A DSL for peephole transformation rules of integer operations in the PyPy JIT

108 points by todsacerdoti 4 days ago

fweimer 4 days ago

GCC does this match.pd. Here's the add_zero example, I think:

    /* Simplifications of operations with one constant operand and
       simplifications to constants or single values.  */
    
    (for op (plus pointer_plus minus bit_ior bit_xor)
      (simplify
        (op @0 integer_zerop)
        (non_lvalue @0)))

https://gcc.gnu.org/git/?p=gcc.git;a=blob;f=gcc/match.pd

The floating point case can be more complicated because of signed zeros and signaling NaNs, see fold_real_zero_addition_p.

westurner 4 days ago

math.fma fused multiply add is in Python 3.13. Are there already rules to transform expressions to math.fma?
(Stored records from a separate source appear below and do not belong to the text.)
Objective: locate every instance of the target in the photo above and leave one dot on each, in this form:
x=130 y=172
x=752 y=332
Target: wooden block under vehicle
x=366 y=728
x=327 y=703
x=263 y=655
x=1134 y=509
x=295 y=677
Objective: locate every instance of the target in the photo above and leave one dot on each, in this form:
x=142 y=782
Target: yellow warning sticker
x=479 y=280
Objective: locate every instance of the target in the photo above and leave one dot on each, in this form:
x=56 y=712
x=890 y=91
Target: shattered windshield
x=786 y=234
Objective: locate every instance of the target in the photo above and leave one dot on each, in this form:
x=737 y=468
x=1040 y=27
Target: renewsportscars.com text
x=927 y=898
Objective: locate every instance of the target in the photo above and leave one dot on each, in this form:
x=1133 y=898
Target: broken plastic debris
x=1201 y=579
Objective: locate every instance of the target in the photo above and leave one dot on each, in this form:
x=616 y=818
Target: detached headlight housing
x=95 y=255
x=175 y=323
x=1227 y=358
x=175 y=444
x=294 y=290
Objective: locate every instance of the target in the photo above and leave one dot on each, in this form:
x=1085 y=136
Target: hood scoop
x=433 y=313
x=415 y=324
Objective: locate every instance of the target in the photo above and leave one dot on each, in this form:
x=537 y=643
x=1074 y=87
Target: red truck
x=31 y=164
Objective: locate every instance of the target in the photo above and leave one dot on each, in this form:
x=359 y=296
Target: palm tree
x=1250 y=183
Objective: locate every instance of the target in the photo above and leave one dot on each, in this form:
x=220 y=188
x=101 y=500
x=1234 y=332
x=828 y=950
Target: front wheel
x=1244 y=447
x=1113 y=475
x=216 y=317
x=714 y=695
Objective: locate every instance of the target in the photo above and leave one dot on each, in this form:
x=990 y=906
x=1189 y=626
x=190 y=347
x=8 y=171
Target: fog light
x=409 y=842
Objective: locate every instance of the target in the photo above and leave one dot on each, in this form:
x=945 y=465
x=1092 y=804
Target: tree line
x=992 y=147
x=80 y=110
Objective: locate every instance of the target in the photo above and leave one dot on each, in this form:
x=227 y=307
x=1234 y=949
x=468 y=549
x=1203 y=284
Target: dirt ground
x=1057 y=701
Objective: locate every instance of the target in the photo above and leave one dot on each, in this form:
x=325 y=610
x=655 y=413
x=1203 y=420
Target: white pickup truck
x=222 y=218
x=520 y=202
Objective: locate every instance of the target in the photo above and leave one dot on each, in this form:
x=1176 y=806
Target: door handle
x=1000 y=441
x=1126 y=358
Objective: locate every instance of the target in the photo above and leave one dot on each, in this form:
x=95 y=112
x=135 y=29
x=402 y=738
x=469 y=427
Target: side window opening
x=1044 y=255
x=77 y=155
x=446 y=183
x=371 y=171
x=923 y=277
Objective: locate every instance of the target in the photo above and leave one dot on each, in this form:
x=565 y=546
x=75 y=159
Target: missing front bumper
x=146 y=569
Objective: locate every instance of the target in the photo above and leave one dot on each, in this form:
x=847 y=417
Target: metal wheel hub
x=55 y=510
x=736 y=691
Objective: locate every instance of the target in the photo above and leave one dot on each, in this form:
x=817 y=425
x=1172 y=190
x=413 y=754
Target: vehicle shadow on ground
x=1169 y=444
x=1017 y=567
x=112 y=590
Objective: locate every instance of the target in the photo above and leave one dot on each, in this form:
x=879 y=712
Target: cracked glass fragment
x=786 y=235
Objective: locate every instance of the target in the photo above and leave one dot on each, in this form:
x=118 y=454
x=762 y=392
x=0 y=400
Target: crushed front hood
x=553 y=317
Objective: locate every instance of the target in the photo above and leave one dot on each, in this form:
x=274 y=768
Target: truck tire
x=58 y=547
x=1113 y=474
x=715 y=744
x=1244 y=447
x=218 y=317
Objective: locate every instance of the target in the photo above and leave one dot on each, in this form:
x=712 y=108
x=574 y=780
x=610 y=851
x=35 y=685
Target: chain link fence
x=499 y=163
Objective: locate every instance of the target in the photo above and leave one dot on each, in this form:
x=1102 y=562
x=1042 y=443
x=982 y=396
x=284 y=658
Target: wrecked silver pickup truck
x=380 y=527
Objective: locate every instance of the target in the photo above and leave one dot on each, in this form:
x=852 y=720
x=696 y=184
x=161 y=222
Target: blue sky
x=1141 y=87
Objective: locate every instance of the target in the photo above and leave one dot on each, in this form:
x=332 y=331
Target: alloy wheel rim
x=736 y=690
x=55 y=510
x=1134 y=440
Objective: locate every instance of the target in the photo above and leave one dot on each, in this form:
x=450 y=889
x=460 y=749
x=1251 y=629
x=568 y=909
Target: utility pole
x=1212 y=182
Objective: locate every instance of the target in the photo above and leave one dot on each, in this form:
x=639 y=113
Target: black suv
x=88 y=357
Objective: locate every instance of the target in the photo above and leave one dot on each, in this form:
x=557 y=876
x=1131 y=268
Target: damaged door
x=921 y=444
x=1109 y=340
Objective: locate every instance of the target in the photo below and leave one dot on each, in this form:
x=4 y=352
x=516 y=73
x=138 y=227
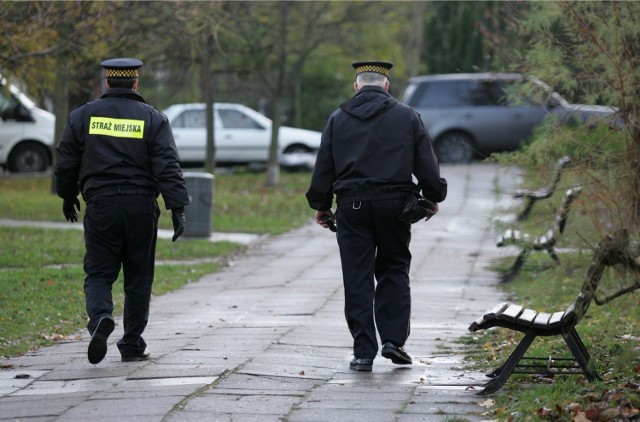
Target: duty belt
x=120 y=190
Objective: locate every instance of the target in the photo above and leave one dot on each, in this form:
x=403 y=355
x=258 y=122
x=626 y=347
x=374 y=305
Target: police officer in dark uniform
x=119 y=153
x=371 y=146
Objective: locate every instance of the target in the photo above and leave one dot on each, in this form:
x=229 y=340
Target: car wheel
x=454 y=147
x=28 y=157
x=297 y=157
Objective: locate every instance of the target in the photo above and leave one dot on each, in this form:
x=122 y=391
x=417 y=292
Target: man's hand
x=178 y=219
x=69 y=209
x=326 y=219
x=432 y=210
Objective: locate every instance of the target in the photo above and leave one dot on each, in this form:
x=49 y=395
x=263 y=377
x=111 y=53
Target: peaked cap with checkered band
x=373 y=66
x=121 y=68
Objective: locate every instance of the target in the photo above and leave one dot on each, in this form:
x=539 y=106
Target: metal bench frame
x=531 y=196
x=546 y=242
x=611 y=251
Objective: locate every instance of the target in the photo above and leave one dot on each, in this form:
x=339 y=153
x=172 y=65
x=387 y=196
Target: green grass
x=241 y=202
x=611 y=333
x=41 y=276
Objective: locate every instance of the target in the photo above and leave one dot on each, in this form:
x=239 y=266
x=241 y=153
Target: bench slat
x=542 y=320
x=556 y=319
x=512 y=313
x=527 y=316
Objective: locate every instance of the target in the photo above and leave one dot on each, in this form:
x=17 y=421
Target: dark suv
x=474 y=114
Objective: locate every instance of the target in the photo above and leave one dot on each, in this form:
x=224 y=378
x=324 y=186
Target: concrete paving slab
x=265 y=338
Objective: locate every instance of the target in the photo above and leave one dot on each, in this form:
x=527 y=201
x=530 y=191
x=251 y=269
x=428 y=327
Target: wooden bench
x=546 y=242
x=531 y=196
x=611 y=251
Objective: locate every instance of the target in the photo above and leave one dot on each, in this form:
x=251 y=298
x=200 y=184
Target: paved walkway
x=265 y=339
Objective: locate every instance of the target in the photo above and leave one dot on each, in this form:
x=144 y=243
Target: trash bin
x=198 y=212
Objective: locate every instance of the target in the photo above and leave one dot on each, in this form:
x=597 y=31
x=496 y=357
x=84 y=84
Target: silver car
x=242 y=136
x=471 y=115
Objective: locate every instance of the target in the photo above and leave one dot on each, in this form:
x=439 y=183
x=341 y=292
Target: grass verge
x=41 y=273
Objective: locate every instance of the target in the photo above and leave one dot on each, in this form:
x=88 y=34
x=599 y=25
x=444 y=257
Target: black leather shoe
x=136 y=357
x=396 y=354
x=97 y=349
x=362 y=365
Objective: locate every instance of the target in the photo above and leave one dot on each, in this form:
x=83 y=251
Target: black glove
x=178 y=219
x=69 y=209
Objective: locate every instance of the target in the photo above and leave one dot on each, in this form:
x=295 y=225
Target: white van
x=26 y=132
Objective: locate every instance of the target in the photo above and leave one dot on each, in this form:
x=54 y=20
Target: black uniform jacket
x=370 y=148
x=119 y=140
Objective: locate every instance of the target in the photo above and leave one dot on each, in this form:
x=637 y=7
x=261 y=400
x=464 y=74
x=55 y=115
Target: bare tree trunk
x=634 y=162
x=61 y=111
x=414 y=40
x=207 y=91
x=273 y=166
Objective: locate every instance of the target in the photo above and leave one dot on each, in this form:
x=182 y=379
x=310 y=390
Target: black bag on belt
x=415 y=208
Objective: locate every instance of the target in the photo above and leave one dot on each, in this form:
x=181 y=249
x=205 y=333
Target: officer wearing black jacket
x=371 y=146
x=119 y=153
And does Z3 verification indicate differences in output due to minimizing float-rounding error?

https://docs.python.org/3/library/math.html#math.fma :

> math.fma(x, y, z)

> Fused multiply-add operation. Return (x * y) + z, computed as though with infinite precision and range followed by a single round to the float format. This operation often provides better accuracy than the direct expression (x * y) + z.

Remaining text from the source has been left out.